ビールを店長からどんどん注がれて、逢は自分で分かる程、顔が火照っていた。

逢は、少し酔いを冷まそうと皆から離れてに腰掛けていた。

桜の下から垣間見る月がとても綺麗で、逢はただぼーっと月に見とれていた。


「何ふけってるの?ちゃんと食べないとかないと後でお腹すいちゃうぞ」


バイト仲間で一番仲良しの里美がから揚げやソーセージなどを紙皿に入れてもってきてくれた。


「逢さ、もしかして章吾と別れたの?」


「うん。思いっきり振られた。」


「そっか。ま、逢ならあんな奴よりいくらでも相手はいるよ。早く忘れちゃいな」


里美は逢の肩をポンポンと軽く叩いて、にっこり笑った。


3年も付き合ってた章吾からいきなり別れを切り出されたのは、つい3日前のこと。

それも、ベッドで抱き合ってすぐの事だった。


「今日でもう終わりにしないか。お前といると疲れるんだ。」


逢は耳を疑った。

確かに章吾の影に他の女がチラチラしていたのは、薄々気付いてはいた。

でも、まさか、こんな形で別れを切り出されるとは思ってもみなかった。

どこかで必ず戻ってくるという自信があったからだった。


逢は、あえて追うこともしなかった。

その日、ホテルのベッドで逢は一人、裸のままシーツに包まって夜を過ごしたのだった。



「今日はお開きにするぞー。

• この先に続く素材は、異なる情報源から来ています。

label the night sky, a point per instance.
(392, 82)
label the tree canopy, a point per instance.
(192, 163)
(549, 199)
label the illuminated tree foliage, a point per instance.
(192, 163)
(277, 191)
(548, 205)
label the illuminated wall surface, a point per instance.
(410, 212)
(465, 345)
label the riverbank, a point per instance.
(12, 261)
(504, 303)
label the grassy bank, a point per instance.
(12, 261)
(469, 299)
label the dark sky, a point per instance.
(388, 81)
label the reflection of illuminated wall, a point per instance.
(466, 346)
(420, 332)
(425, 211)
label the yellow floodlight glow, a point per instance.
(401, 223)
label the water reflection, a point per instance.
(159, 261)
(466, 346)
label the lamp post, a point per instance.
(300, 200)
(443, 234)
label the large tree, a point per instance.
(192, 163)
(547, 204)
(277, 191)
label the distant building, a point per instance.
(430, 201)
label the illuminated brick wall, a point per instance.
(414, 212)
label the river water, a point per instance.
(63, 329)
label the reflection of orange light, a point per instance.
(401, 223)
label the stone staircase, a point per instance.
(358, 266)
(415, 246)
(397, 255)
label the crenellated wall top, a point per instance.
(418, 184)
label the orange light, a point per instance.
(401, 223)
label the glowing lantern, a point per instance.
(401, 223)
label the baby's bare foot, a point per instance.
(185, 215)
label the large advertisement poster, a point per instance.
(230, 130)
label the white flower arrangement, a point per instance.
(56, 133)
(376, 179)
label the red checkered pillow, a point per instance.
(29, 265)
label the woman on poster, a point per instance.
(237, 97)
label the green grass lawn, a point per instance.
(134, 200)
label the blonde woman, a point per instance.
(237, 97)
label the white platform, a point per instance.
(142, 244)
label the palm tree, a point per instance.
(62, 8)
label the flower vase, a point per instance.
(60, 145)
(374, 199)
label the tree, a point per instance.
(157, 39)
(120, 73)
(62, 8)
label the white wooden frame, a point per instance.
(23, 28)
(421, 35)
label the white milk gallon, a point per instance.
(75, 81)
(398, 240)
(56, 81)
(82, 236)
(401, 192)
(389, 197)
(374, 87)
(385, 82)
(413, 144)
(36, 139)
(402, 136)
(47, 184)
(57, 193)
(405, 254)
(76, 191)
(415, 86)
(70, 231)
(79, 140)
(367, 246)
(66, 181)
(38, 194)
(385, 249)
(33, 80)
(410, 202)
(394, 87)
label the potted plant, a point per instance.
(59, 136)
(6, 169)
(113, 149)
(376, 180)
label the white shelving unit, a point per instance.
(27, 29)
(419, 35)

」


店長の声が夜の静かな公園に響き渡った。

深夜3時、酔っ払ってはしゃぎながら、全員で後片付けをし、そのまま家へと帰っていった。


「逢、今日うちに泊まりなよ。」


「うん。そうする。」


里美は公園のすぐ近所のマンションで一人暮らしをしていた。

逢と里美は自転車を押して、マンションに向かった。


里美のマンションは、こじんまりした4階建てのワンルーム。


部屋の中は、シンプルだけど白とグリーンでまとめられていて、結構お洒落な感じ。


「シャワー先使うね。」


里美は、そう言うとそのまま服を脱いだ。


先月里美はハワイに旅行に行って、肌にはビキニの後がくっきりと残っている。


同性でも、結構その姿は官能を刺激するものがあった。

少し酔いも回っていたというのもあるかも知れない。


それに里美は、贅肉というものなど無縁な感じの、しっかり鍛えられた洗練された体つきだったから、尚更だ。


逢がその姿をじっと見つめていると、里美は少し恥ずかしそうに


「何みてんのよっ。あ、勝手に冷蔵庫のものつまんでいいからね」


そう言って、バスルームに入っていった。